There is not a word of testimony showing any mitigating circumstances, and the testimony of the defendant as to what took place prior to the difficulty, as to the difficulty had by the deceased and Ick Hatcher, is not supported or borne out by the witness Hatcher; Hatcher left the scene before the fatal trouble. If the record shows
anything, it shows the action of a man who was bent an having trouble with some one, and seemed to have selected the deceased as his prey to shoot. No justification is offered excepting the defendant's testimony, which does not bear upon its face the earmarks of truth. Immediately after the shot was fired, the defendant left the scene of the difficulty, and was arrested in Southern Texas a few months later and was brought back to Washita county for trial.

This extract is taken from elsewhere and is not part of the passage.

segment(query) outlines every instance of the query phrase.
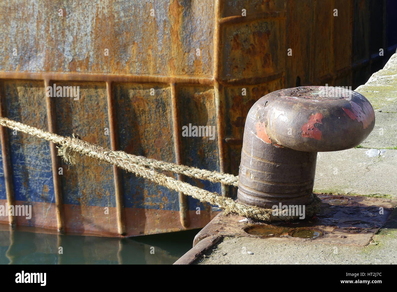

The testimony in this case shows the deceased and the defendant were slightly acquainted, knowing each other for two or three weeks; that the deceased and the defendant had been friends and were friendly when they met. The testimony in this case tends to show the defendant and the deceased had been drinking whisky the evening of the difficulty. The defendant insists that prior to this difficulty, when the deceased and Ick Hatcher were having an argument out in the yard, that the deceased had a pistol drawn, and he caught hold of it to keep the deceased from shooting Hatcher.
Hatcher's statement does not bear out the testimony of the defendant; Hatcher says he had something in his hand; Hatcher's testimony shows that he and the deceased argued there for a while and he went and asked a man who was attending the dance to take him home, and the party replied that he was going to Dill. Outside of the defendant's testimony that some of his relations had reported to him that the deceased was going to kill the defendant, there is not a word in the record to show that the deceased had any ill will against the defendant or that they had any previous difficulty.
The statement of the defendant makes it at least a case of manslaughter in the first degree, the testimony of
the state makes out a case of killing without any provocation or justifications and the defendant was indeed fortunate that the jury did not render a verdict of murder with a sentence to the electric chair. The admission of evidence objected to by the defendant, and urged by him as grounds for reversal, did not prejudice the defendant or deprive him of having a fair and impartial trial. Foreman v. State, 38 Okla. Cr. 50, 259 Pac. 176.